The captain used her commbadge again, this time to Engineering.
“Can you filter out more of the interference?” she asked.
“There’s still too much coming through for us to get a clear reading.”
“We’re doing our best, Captain,” Torres replied. “The field is fluctuating pretty violently here. Once I match it, it seems to jump again.”
“Do what you can,” the captain said, knowing full well that Torres and Kim were doing more than anyone else could imagine.
Still, she was frustrated and intrigued at the same time. The curiosity that had made her a good science officer was full of questions and speculations about what could be going on.
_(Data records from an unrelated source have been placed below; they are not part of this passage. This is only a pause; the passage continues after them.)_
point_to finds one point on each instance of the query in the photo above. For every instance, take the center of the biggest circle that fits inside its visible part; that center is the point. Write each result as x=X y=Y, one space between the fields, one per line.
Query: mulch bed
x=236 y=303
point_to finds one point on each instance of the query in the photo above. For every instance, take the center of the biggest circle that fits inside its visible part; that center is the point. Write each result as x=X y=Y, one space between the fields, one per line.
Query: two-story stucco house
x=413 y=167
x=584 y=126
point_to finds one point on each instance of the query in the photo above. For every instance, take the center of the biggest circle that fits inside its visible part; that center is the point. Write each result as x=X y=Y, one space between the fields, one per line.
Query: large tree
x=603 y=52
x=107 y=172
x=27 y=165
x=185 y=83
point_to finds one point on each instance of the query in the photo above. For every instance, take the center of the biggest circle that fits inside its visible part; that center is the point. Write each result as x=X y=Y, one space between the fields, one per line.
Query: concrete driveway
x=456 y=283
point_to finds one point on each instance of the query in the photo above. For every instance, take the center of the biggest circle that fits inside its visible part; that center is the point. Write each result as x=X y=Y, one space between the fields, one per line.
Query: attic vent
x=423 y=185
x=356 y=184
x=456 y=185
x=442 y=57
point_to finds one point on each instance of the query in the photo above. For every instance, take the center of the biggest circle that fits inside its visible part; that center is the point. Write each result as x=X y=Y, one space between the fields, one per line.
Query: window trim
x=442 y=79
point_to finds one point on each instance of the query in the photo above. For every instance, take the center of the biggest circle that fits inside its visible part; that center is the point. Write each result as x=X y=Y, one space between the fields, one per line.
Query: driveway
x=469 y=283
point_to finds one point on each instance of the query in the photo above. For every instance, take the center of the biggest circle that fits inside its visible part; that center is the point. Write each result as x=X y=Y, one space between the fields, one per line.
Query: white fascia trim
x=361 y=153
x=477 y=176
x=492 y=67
The screen sputtered again, and again cleared to the interior of a ship filled with the people who were colored like Christmas angels. In fact, this time she saw a green-haired, silver-skinned one and one with skin as red as her uniform with glossy black hair.
Somehow Janeway had the impression she had seen something like them before somewhere, she just couldn’t place it. And they were both so beautiful and so bizarre that it seemed very odd to her that she couldn’t recall where she’d seen anything like them before.
Unless it was in some kind of painting, perhaps.
The indigo-skinned one came forward again. “Please hurry,” the being said, pleading. “We need your help. Please. We can direct you in.
We can take you over if you like.”
“Won’t the tachyon bombardment and fluctuations interfere with your transport device?” Janeway demanded.
“We are adapted to this phenomenon,” the indigo angel said softly.
“But of course, if you wish to use your own equipment, we are more than pleased that you do so. We want you to trust us. We need your help.”
Something about the way the angel made the statement made Captain Janeway’s skin crawl. She didn’t know whether it was the neediness in the plea itself or the way in which it was delivered, but she was certain this was no routine rescue.